— Seriez-vous en train de me dire que leur chaîne de commandement ressemble… (Geary jeta à Desjani un regard d’excuse) ressemble à ce qu’était cette flotte ? Je me serais attendu de la part des Syndics à une structure plus rigide. Tout ce que j’ai pu en voir le donnait à penser.
— Jusqu’à un certain point, expliqua patiemment Rione, non sans constater avec amusement l’embarras de Desjani. Tous ceux dont le grade est inférieur à celui de commandant en chef ont intérêt à obéir sans faire de vagues. Mais, une fois qu’un officier atteint cet échelon, on dégaine les couteaux. Parmi leurs commandants en chef règne une constante rivalité pour obtenir une affectation et un grade plus élevés, rivalité culminant chez ceux qui conspirent pour entrer au Conseil exécutif, à coups de tapes ou de poignards dans le dos.

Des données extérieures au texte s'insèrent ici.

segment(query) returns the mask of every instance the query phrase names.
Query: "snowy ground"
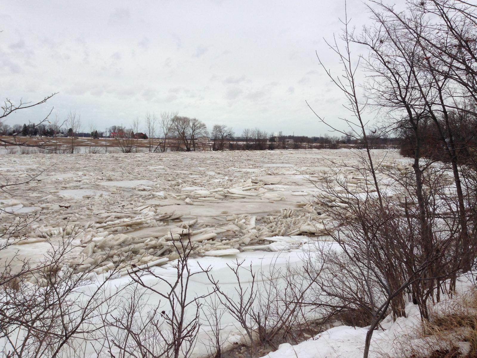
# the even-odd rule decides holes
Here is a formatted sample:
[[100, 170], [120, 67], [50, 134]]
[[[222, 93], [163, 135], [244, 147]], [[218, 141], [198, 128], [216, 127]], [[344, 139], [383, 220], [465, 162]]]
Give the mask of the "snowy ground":
[[[406, 161], [395, 151], [374, 150], [373, 155], [388, 165]], [[310, 243], [333, 244], [327, 243], [326, 235], [333, 230], [332, 218], [310, 204], [320, 191], [316, 184], [327, 173], [358, 160], [357, 152], [347, 149], [1, 156], [4, 182], [34, 178], [0, 194], [1, 225], [18, 216], [36, 220], [21, 232], [28, 238], [4, 250], [0, 259], [16, 252], [34, 263], [50, 247], [47, 242], [76, 233], [71, 264], [80, 271], [94, 268], [99, 277], [109, 269], [104, 262], [95, 266], [95, 255], [104, 258], [105, 248], [130, 248], [133, 258], [122, 268], [124, 274], [111, 281], [120, 285], [128, 282], [131, 265], [173, 260], [167, 243], [190, 235], [199, 243], [193, 266], [210, 265], [231, 292], [228, 263], [245, 260], [266, 273], [271, 267], [300, 267]], [[345, 172], [350, 183], [363, 180], [352, 169]], [[154, 269], [165, 277], [175, 274], [171, 263]], [[203, 275], [195, 277], [191, 288], [201, 294], [207, 282]], [[224, 320], [231, 334], [229, 343], [240, 341], [236, 322]], [[329, 337], [342, 339], [344, 329], [333, 329]], [[362, 332], [355, 332], [362, 339]], [[196, 351], [198, 356], [206, 353], [200, 344]], [[270, 357], [288, 357], [285, 353]]]

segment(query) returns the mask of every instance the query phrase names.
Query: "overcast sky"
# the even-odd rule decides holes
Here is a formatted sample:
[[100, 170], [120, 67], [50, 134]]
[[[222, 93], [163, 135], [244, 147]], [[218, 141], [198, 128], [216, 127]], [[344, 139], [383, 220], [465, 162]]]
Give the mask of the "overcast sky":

— Guère différent de ce que font nos politiciens », marmotta Desjani comme si elle se parlait à elle-même, mais d’une voix assez sonore pour que Rione l’eût entendue.
Mais cette dernière se contenta d’un sourire glacial, sans lâcher Geary des yeux. « Le commandant en chef qui pourra s’attribuer le mérite de votre mort sera en bonne voie pour entrer au Conseil exécutif, reprit-elle. Rien d’étonnant si ces deux survivants de la flottille syndic perdent un temps précieux à s’en disputer le commandement. Contrairement à ce que pense le prisonnier de l’Ocréa, ils n’en discutent probablement pas entre eux, mais ils s’efforcent, chacun de leur côté, de persuader les commandants que les ordres et le règlement en vigueur le leur confèrent d’autorité. Ces commandants n’accepteraient que terrifiés d’obéir aux ordres d’un individu qui ne jouirait pas d’une bonne justification bureaucratique les autorisant à prétendre qu’ils n’avaient pas le choix.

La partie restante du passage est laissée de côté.